Prep time: 10 – 15 minutes
Makes: Approximately 8 servings
- 2 TBSP extra virgin olive oil
- ½ cup chopped onion
- ¼ cup nutritional yeast
- ½ cup gluten free flour (store bought or make your own – see recipe below!)
- 2 cups water
- 3 TBSP. Bragg’s Liquid Aminos (or Tamari)
- 1 tsp. dried thyme
- 1 tsp. garlic powder
- Sea salt (adjust according to your taste)
- Freshly ground black pepper (to taste, but I add about ¼ tsp.)
- In a medium saucepan, heat the olive oil over medium-high heat and sauté the onions until soft (about 5 minutes) – stir occasionally.

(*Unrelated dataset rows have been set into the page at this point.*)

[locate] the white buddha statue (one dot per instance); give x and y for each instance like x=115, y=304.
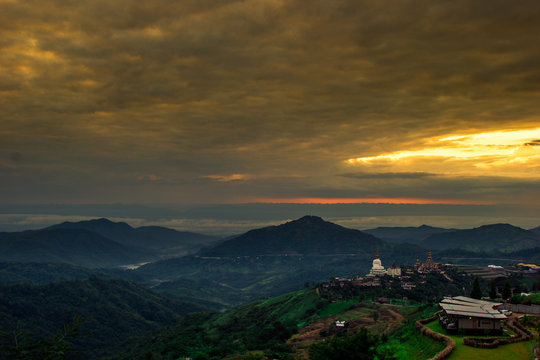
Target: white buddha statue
x=377, y=269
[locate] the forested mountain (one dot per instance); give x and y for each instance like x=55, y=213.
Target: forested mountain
x=44, y=273
x=536, y=230
x=411, y=235
x=496, y=237
x=151, y=237
x=74, y=246
x=309, y=235
x=116, y=310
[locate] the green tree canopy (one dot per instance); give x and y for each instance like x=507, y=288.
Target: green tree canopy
x=476, y=292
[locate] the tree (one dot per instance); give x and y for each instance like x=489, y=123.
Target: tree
x=492, y=290
x=20, y=344
x=476, y=292
x=507, y=290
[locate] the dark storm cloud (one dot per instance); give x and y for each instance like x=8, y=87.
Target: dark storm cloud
x=148, y=98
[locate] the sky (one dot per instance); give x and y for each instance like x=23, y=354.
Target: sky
x=199, y=103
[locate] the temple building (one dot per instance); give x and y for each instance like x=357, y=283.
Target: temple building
x=377, y=269
x=394, y=270
x=429, y=265
x=461, y=312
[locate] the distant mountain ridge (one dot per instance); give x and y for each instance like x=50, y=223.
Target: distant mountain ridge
x=536, y=230
x=150, y=237
x=74, y=246
x=495, y=237
x=309, y=235
x=412, y=235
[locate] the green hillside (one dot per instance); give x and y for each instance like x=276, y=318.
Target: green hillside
x=260, y=325
x=116, y=309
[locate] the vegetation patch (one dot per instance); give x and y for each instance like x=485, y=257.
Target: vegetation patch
x=521, y=350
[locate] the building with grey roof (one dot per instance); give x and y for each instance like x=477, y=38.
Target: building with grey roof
x=462, y=312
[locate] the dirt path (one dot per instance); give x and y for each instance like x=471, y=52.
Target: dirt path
x=361, y=316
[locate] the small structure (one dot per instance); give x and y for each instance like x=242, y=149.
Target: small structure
x=394, y=270
x=377, y=269
x=429, y=265
x=462, y=312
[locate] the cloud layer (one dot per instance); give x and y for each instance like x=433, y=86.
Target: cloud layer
x=233, y=101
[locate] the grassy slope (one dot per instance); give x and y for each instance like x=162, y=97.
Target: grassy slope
x=521, y=350
x=408, y=343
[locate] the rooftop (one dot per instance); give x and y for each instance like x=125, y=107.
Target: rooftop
x=464, y=306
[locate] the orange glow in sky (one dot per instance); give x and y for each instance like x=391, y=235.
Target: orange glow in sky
x=419, y=201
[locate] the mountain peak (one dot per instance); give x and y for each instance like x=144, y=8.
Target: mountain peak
x=310, y=219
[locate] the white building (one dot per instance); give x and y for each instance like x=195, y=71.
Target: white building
x=394, y=270
x=377, y=269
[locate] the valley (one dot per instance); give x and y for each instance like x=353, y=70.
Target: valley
x=227, y=300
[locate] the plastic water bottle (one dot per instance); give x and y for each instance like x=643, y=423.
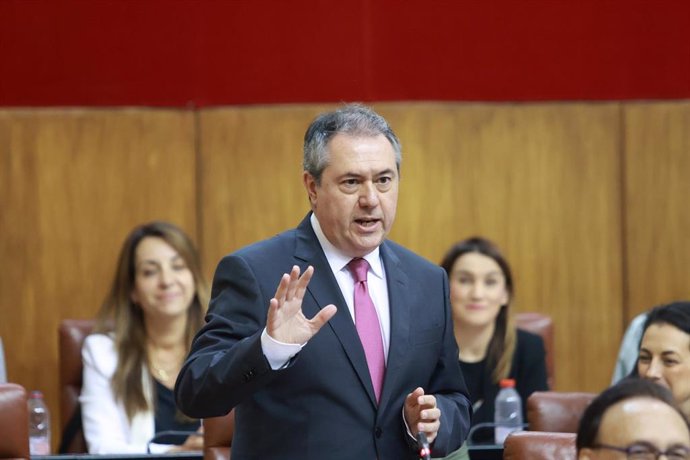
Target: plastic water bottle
x=507, y=411
x=39, y=425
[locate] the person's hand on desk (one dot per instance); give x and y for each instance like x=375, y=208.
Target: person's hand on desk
x=421, y=414
x=286, y=323
x=194, y=443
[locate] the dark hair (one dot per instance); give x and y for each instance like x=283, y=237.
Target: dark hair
x=629, y=388
x=502, y=344
x=351, y=119
x=676, y=314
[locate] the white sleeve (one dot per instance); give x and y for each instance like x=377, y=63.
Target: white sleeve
x=627, y=355
x=106, y=427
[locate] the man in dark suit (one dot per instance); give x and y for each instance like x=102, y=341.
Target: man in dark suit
x=323, y=388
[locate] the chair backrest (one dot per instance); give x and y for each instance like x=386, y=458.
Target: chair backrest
x=540, y=445
x=71, y=334
x=14, y=421
x=556, y=410
x=542, y=325
x=218, y=433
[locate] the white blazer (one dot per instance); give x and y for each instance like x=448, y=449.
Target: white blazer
x=106, y=427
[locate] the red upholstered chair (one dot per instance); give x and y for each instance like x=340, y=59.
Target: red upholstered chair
x=542, y=325
x=71, y=335
x=556, y=411
x=218, y=433
x=14, y=422
x=539, y=445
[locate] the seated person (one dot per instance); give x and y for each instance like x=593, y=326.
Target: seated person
x=664, y=356
x=143, y=332
x=627, y=355
x=491, y=347
x=634, y=419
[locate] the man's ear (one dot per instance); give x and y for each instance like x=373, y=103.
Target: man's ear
x=310, y=185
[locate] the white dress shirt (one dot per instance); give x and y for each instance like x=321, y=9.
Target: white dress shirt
x=278, y=353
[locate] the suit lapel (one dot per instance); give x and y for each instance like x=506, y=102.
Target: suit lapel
x=398, y=299
x=325, y=290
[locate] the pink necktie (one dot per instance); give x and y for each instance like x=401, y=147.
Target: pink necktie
x=367, y=324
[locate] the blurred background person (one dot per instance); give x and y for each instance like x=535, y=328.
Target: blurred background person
x=626, y=362
x=664, y=356
x=491, y=347
x=143, y=332
x=634, y=419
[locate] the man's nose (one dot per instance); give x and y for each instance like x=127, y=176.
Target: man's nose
x=369, y=196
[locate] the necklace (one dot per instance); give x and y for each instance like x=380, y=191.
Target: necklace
x=162, y=373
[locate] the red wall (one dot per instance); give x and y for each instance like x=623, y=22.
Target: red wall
x=207, y=52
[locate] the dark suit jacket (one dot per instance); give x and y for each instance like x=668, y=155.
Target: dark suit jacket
x=322, y=405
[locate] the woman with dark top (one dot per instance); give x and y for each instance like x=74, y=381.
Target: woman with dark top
x=143, y=332
x=491, y=348
x=664, y=356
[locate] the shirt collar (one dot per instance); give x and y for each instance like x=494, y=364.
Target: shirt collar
x=336, y=259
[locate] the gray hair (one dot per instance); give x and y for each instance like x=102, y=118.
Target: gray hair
x=352, y=119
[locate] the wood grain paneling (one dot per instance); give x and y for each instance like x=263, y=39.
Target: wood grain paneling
x=73, y=184
x=251, y=170
x=657, y=208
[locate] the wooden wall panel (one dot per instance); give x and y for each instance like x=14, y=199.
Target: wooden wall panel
x=542, y=180
x=657, y=209
x=251, y=175
x=72, y=184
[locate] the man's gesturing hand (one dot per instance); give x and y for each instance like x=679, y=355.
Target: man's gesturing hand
x=286, y=323
x=422, y=414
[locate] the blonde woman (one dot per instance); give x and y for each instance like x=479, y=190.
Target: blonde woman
x=144, y=329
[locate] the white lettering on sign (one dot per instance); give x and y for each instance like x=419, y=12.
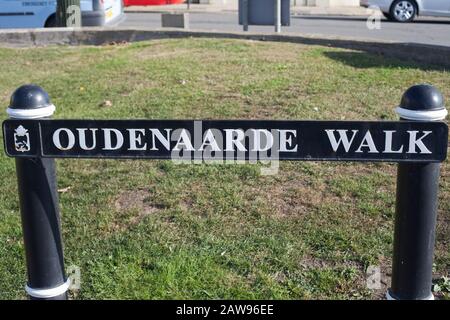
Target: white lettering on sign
x=57, y=139
x=343, y=139
x=82, y=136
x=234, y=138
x=118, y=136
x=367, y=143
x=136, y=139
x=164, y=140
x=286, y=142
x=413, y=142
x=239, y=140
x=388, y=142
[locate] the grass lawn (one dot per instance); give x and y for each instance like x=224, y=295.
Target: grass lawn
x=158, y=230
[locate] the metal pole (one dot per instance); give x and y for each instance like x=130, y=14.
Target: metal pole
x=39, y=204
x=416, y=208
x=245, y=10
x=277, y=16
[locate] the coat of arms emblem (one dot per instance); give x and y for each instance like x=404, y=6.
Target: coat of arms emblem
x=21, y=139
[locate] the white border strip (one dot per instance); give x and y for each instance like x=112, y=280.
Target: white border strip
x=31, y=113
x=431, y=115
x=48, y=293
x=389, y=297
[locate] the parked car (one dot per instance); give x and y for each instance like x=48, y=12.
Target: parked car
x=407, y=10
x=41, y=13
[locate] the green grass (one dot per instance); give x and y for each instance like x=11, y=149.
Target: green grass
x=157, y=230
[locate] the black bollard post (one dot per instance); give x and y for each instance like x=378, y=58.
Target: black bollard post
x=416, y=208
x=39, y=204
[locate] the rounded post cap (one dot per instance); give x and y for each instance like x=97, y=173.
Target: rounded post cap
x=422, y=102
x=29, y=102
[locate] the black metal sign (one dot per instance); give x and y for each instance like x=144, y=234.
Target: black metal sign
x=395, y=141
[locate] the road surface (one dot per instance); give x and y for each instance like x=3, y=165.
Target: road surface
x=425, y=30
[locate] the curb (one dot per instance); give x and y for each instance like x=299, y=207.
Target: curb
x=429, y=54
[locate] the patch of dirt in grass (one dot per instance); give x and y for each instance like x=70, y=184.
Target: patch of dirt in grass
x=133, y=207
x=297, y=197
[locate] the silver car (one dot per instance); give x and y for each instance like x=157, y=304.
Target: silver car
x=407, y=10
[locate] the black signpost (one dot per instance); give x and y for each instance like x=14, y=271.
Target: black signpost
x=418, y=143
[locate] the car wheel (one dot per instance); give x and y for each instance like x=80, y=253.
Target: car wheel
x=387, y=15
x=51, y=22
x=403, y=10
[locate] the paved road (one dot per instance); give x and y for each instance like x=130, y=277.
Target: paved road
x=425, y=30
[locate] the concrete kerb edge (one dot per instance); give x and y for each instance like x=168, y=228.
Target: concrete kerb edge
x=430, y=54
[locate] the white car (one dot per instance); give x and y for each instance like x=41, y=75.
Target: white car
x=41, y=13
x=407, y=10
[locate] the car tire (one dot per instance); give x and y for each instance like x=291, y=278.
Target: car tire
x=51, y=22
x=403, y=10
x=387, y=16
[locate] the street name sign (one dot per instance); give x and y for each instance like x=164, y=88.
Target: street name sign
x=393, y=141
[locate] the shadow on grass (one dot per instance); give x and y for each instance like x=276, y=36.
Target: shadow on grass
x=363, y=60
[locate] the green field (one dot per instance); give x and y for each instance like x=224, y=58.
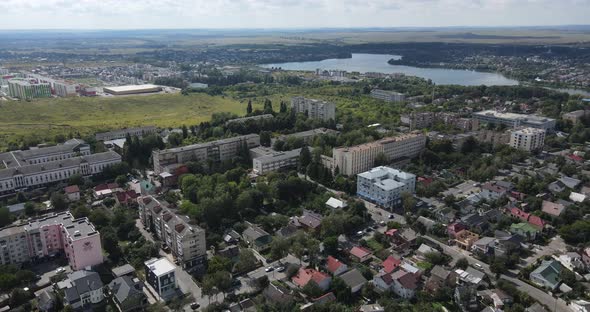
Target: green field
x=45, y=118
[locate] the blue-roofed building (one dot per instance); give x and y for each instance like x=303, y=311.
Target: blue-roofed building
x=384, y=185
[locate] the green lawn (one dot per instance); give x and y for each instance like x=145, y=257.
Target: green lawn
x=45, y=118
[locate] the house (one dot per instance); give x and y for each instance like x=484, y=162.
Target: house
x=360, y=254
x=127, y=293
x=354, y=279
x=335, y=266
x=304, y=276
x=72, y=193
x=82, y=288
x=161, y=276
x=552, y=209
x=256, y=237
x=335, y=203
x=466, y=298
x=404, y=284
x=547, y=274
x=391, y=264
x=525, y=230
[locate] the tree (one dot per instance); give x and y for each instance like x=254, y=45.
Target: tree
x=121, y=180
x=59, y=201
x=249, y=107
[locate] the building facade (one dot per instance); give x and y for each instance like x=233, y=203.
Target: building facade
x=384, y=185
x=360, y=158
x=514, y=120
x=220, y=150
x=185, y=240
x=28, y=89
x=388, y=96
x=51, y=235
x=528, y=139
x=314, y=109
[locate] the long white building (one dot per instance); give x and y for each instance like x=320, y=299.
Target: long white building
x=360, y=158
x=528, y=139
x=384, y=185
x=314, y=109
x=220, y=150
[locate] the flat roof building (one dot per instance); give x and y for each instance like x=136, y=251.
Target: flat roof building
x=132, y=89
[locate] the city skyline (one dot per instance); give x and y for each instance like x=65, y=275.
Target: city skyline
x=252, y=14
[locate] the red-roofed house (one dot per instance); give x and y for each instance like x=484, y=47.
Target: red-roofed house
x=390, y=264
x=335, y=266
x=360, y=254
x=72, y=192
x=305, y=275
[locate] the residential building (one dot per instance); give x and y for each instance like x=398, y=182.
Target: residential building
x=127, y=294
x=547, y=275
x=388, y=96
x=360, y=158
x=314, y=109
x=28, y=89
x=81, y=289
x=225, y=149
x=50, y=235
x=304, y=276
x=384, y=185
x=22, y=175
x=528, y=139
x=258, y=238
x=123, y=133
x=276, y=160
x=185, y=239
x=513, y=120
x=161, y=275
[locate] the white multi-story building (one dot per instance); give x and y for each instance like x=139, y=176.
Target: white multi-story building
x=514, y=120
x=314, y=109
x=528, y=139
x=384, y=185
x=388, y=96
x=22, y=175
x=185, y=239
x=220, y=150
x=360, y=158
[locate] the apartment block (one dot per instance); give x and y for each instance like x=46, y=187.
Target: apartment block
x=51, y=235
x=28, y=89
x=528, y=139
x=314, y=109
x=513, y=120
x=384, y=185
x=185, y=240
x=276, y=160
x=360, y=158
x=388, y=96
x=122, y=133
x=220, y=150
x=48, y=169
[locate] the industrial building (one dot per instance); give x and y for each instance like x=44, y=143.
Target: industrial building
x=225, y=149
x=384, y=185
x=132, y=89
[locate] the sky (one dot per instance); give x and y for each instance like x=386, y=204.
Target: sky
x=155, y=14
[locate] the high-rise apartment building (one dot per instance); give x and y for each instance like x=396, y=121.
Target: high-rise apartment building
x=51, y=235
x=185, y=239
x=220, y=150
x=314, y=109
x=528, y=139
x=360, y=158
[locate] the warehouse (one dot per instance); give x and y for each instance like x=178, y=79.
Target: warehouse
x=132, y=89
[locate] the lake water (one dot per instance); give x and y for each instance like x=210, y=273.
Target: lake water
x=364, y=63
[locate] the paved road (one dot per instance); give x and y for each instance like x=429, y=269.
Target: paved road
x=537, y=294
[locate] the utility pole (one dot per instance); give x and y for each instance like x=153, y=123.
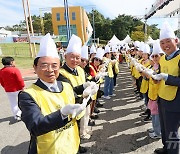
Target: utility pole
x=68, y=27
x=145, y=28
x=94, y=34
x=27, y=27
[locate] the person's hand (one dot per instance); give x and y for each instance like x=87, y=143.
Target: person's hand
x=72, y=109
x=161, y=76
x=149, y=72
x=101, y=75
x=91, y=90
x=86, y=84
x=87, y=92
x=94, y=89
x=98, y=75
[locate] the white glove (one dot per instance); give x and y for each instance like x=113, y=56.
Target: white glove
x=87, y=92
x=149, y=72
x=94, y=89
x=161, y=76
x=98, y=75
x=86, y=84
x=72, y=109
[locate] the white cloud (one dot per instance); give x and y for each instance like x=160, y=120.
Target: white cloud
x=12, y=10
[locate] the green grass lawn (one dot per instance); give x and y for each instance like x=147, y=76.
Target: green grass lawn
x=20, y=52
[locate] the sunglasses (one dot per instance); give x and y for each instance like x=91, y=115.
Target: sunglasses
x=155, y=56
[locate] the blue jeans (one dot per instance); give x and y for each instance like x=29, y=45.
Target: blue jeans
x=156, y=124
x=108, y=86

- Add the nutritional yeast and gluten free flour and mix with the onions for about 2 minutes. The mixture will get dry.
- Add water, Bragg’s Liquid Aminos (or Tamari), thyme, and garlic powder. Continue to cook, whisking continuously, until the mixture is very thick.
- Transfer the mixture to a blender and puree until smooth. Add sea salt and black pepper to taste.
GLUTEN FREE FLOUR BLEND:
In a large bowl, combine the following ingredients and whisk until mixed well:
- 1 ½ cups brown rice flour
- ½ cup potato starch
- ¼ cup white rice flour
- ¼ cup tapioca flour
- 1 tsp. xanthan gum (this is optional but acts as an extra binder since there is no gluten).
Once all dry ingredients are mixed, pour into a glass jar (or sealed container) and store in the refrigerator. It should last a couple of months in the fridge.